The distance metrics are supported:

  • "pearson": Pearson correlation. Note that two curves that have identical shape, but different magnitude will still have a correlation of 1
  • "spearman": Spearman rank correlation. As a nonparametric version of the pearson correlation, it calculates the correlation between the ranks of the data values in the two vectors (more robust against outliers)
  • "kendall": Kendall tau rank correlation. Compared to spearman rank correlation, it goes a step further by using only the relative ordering to calculate the correlation. For all pairs of data points (x_i, y_i) and (x_j, y_j), it calls a pair of points either as concordant (Nc in total) if (x_i - x_j)*(y_i - y_j)>0, or as discordant (Nd in total) if (x_i - x_j)*(y_i - y_j)<0. Finally, it calculates gamma coefficient (Nc-Nd)/(Nc+Nd) as a measure of association which is highly resistant to tied data
  • "euclidean": Euclidean distance. Unlike the correlation-based distance measures, it takes the magnitude into account (input data should be suitably normalized
  • "manhattan": Cityblock distance. The distance between two vectors is the sum of absolute value of their differences along any coordinate dimension
  • "cos": Cosine similarity.
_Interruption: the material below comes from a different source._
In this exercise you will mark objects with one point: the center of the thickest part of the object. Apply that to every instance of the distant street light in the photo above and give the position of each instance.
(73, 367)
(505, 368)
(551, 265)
As an uncentered version of pearson correlation, it is a measure of similarity between two vectors of an inner product space, i.e., measuring the cosine of the angle between them (using a dot product and magnitude)
  • "mi": Mutual information (MI). MI provides a general measure of dependencies between variables, in particular, positive, negative and nonlinear correlations. The caclulation of MI is implemented via applying adaptive partitioning method for deriving equal-probability bins (i.e., each bin contains approximately the same number of data points). The number of bins is heuristically determined (the lower bound): 1+log2(n), where n is the length of the vector. Because MI increases with entropy, we normalize it to allow comparison of different pairwise clone similarities: 2*MI/[H(x)+H(y)], where H(x) and H(y) stand for the entropy for the vector x and y, respectively

Examples

# 1) generate an iid normal random matrix of 100x10 data <- matrix( rnorm(100*10,mean=0,sd=1), nrow=100, ncol=10) # 2) calculate distance matrix using different metric sMap <- sPipeline(data=data)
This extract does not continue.